Monday, June 4, 2012
Astronomy Tea Talk
Observations of Terrestrial Planet Formation
Carl Melis, UCSD
We are conducting a survey to identify stars that are orbited by copious amounts of warm dust at terrestrial planet-like separations. We argue that these dusty systems are the result of recent giant impacts between rocky planetary embryos or planets orbiting in the stars' terrestrial planet-zone and hence are a tell-tale sign of the final stages of terrestrial planet formation. Some systems identified in our search challenge our understanding of the rocky planet formation process, including two stars that could potentially host carbon-dominated rocky planets, a star whose intense terrestrial planet-zone disk emission disappeared on a few year timescale, and a star that hosts sufficient terrestrial planet zone dust to intercept 17% of the incoming stellar light.

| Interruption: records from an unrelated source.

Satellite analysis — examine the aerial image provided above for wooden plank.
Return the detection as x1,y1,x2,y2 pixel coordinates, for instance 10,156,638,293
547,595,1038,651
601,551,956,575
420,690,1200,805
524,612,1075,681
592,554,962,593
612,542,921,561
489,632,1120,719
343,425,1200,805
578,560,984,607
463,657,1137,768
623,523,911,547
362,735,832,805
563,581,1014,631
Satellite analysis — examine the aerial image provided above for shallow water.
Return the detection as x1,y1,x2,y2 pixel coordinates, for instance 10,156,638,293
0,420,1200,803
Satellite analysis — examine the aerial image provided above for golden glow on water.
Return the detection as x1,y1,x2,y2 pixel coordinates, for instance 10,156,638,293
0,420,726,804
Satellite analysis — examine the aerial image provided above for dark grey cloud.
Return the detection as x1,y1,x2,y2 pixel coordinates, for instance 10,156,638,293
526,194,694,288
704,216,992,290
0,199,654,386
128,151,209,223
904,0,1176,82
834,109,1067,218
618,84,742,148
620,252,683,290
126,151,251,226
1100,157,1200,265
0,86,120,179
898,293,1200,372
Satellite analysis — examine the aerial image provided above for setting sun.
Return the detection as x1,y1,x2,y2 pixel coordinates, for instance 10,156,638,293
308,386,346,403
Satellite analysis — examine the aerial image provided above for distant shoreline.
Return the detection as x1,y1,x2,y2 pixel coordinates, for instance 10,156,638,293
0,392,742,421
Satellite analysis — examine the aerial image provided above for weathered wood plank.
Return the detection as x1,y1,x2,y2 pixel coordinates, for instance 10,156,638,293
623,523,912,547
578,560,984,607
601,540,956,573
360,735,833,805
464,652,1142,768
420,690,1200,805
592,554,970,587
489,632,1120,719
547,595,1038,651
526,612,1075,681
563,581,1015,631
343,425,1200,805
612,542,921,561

Synthesis of all stars with evidence for terrestrial planet-zone dust allows us to identify the age range during which terrestrial planets undergo final mass accretion through giant impacts. For stars of roughly Solar mass, we find this age range to be between 30 and 100 Myr while for stars a few times the mass of the Sun we find this age range to be between 10 and 20 Myr. For both groups we find that terrestrial planets are likely common (roughly one terrestrial planet for every star).